A un segundo nivel, se puede estar en desacuerdo con una tesis particular, mucho más controvertida, que también defiendo en el último capítulo, a saber, que la revisión judicial fuerte puede ser legítima desde un punto de vista democrático bajo determinadas condiciones. Ahora bien, es importante tener en cuenta que esta tesis es lógicamente independiente de la interpretación participativa de la revisión judicial que ofrezco en el libro. Es decir, cuestionar con éxito esa tesis no sería suficiente para cuestionar la validez de la interpretación participativa que yo defiendo. Y eso no solo porque esa interpretación es perfectamente compatible con la revisión judicial débil que muchos defienden, sino también porque es perfectamente compatible con muchos otros diseños institucionales posibles.
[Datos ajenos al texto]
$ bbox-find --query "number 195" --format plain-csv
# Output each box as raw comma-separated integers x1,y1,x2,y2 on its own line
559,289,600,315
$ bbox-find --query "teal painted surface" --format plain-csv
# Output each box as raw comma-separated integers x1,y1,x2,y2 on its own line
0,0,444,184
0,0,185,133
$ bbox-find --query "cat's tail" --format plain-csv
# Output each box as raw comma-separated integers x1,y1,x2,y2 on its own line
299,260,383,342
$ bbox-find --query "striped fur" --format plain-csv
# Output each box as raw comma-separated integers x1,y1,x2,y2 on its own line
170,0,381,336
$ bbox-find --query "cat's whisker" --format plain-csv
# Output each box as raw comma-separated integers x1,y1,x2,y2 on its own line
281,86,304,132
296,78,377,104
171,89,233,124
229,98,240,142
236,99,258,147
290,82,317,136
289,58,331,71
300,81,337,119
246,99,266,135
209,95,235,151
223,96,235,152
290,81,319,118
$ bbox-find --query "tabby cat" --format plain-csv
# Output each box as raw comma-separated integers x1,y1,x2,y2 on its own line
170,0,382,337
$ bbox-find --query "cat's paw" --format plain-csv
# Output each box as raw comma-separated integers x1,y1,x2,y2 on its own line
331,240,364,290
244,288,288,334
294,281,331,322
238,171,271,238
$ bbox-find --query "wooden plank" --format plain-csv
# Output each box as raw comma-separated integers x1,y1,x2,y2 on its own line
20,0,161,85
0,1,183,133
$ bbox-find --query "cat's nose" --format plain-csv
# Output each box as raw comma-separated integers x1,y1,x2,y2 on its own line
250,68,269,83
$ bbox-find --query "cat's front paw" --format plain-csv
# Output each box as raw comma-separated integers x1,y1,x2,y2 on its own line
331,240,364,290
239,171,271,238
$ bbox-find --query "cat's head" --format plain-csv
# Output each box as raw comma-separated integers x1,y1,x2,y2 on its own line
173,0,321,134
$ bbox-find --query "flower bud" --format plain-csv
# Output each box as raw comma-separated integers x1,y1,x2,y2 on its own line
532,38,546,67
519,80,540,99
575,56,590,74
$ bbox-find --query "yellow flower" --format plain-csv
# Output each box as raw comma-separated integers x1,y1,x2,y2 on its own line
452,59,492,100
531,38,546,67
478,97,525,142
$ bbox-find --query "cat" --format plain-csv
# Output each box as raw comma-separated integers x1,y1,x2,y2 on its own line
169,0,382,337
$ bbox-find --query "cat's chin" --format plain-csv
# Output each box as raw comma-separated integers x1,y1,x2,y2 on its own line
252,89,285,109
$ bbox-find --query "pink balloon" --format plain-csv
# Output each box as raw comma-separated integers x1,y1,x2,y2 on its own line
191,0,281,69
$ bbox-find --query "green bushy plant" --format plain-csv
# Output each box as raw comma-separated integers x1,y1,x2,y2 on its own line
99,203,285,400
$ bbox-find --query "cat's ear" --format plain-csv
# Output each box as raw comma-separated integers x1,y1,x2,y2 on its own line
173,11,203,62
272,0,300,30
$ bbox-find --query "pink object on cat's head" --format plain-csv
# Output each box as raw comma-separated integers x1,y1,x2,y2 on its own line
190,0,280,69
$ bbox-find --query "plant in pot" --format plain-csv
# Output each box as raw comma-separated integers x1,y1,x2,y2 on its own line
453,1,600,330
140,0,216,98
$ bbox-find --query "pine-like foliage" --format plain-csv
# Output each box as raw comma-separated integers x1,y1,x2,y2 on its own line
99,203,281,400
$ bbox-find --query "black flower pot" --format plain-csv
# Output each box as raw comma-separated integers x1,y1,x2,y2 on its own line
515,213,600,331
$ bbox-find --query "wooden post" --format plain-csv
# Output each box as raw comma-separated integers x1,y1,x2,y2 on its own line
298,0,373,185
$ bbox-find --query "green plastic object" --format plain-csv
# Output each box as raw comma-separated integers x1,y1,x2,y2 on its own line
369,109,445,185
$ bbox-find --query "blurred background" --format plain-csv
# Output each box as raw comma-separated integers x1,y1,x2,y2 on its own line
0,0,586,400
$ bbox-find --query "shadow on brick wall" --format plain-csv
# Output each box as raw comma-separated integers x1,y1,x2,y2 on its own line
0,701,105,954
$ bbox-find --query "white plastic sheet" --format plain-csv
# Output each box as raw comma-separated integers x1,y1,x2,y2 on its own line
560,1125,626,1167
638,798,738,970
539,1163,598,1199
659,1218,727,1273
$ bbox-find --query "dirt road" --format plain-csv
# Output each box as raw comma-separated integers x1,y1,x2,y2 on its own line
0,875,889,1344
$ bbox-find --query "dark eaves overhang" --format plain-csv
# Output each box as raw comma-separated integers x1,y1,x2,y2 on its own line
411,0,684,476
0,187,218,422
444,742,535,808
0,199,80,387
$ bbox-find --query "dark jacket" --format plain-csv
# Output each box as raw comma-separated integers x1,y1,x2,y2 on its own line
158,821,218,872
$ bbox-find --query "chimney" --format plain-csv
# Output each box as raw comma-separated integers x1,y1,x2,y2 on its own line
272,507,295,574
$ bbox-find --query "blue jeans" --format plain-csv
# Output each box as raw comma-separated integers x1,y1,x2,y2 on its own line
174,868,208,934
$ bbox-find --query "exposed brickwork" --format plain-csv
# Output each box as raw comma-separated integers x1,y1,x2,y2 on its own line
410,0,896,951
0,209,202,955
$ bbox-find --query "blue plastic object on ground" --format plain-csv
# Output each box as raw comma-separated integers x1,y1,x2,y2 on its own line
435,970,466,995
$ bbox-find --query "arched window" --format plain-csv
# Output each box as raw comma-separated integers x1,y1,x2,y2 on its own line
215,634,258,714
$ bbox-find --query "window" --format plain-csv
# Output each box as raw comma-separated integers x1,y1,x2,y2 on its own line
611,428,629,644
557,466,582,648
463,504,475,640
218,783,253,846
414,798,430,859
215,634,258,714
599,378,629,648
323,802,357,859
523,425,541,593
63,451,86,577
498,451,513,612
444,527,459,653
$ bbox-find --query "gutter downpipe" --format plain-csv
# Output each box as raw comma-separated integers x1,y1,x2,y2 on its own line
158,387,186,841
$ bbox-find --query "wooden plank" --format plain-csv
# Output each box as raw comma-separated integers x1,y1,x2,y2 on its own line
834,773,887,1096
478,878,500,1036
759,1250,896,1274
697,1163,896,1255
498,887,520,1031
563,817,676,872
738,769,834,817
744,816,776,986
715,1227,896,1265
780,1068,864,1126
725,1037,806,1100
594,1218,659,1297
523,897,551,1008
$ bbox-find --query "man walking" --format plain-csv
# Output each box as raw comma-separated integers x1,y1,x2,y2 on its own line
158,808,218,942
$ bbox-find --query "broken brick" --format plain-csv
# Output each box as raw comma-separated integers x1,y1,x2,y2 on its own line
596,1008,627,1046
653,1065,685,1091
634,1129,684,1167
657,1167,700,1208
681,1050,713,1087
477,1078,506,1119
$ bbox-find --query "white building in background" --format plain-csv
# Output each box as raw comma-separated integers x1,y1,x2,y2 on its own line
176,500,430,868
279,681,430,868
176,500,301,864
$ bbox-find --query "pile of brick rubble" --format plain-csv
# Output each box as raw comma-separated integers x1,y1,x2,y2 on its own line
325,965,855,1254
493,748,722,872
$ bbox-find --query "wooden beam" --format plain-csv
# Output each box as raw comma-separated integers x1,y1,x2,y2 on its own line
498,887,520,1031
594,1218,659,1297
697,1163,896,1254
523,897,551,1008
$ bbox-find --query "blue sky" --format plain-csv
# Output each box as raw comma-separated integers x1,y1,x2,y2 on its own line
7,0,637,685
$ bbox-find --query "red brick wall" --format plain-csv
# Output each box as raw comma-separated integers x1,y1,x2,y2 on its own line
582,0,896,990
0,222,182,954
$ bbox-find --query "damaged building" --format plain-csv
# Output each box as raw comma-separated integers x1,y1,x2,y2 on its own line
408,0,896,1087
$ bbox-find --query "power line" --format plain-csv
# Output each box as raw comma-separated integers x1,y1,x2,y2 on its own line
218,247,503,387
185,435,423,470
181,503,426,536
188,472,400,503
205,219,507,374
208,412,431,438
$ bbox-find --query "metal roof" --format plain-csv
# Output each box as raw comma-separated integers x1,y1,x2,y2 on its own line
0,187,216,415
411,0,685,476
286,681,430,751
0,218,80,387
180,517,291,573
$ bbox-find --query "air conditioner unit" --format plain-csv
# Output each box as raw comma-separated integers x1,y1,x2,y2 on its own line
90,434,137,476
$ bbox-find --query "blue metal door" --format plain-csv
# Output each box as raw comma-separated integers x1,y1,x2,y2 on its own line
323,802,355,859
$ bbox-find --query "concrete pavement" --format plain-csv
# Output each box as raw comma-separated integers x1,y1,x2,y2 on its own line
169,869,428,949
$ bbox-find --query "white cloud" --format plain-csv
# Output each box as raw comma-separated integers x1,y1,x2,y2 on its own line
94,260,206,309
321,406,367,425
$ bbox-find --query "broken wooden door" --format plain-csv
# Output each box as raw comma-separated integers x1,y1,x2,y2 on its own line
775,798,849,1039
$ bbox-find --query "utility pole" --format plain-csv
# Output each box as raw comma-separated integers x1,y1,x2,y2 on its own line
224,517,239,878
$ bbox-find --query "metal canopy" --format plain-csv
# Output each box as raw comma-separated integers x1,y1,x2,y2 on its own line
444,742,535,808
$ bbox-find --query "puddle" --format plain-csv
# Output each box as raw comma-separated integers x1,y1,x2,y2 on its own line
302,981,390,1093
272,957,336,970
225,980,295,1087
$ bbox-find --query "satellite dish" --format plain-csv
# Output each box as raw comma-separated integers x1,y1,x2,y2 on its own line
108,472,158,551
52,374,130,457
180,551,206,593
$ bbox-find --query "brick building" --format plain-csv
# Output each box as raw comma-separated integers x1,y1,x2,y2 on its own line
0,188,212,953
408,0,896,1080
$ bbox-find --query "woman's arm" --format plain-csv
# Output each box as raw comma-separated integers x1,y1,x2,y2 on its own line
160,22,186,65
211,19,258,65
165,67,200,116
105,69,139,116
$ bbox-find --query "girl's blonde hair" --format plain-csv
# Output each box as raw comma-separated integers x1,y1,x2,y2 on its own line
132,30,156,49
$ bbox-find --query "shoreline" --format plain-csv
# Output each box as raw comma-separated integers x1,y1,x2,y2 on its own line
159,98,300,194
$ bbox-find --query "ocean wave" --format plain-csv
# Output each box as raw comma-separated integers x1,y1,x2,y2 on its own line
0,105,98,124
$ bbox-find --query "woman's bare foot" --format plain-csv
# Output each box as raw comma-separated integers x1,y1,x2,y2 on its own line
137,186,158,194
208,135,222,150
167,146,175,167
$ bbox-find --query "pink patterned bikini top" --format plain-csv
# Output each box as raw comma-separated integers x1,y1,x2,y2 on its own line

Por ejemplo, yo tengo mis dudas sobre la viabilidad de las propuestas que abogan por encomendar la revisión judicial a mini-públicos deliberativos como los jurados de ciudadanos, pero estas dudas son de naturaleza empírica, es decir, no estoy segura de qué diseños institucionales satisfarían mejor los criterios normativos que mi interpretación participativa defiende (sin sacrificar otras funciones importantes) en diferentes países con tradiciones jurídicas diferentes y en condiciones cambiantes. Pero si se mostrara que complementar la revisión judicial con jurados de ciudadanos, o incluso que encomendársela exclusivamente a dichas instituciones, permitiría que se cumplieran los criterios participativos que yo defiendo mejor que con la revisión judicial débil (y sin detrimento para el cumplimiento de las otras funciones), entonces mi interpretación apoyaría a los primeros frente a la segunda.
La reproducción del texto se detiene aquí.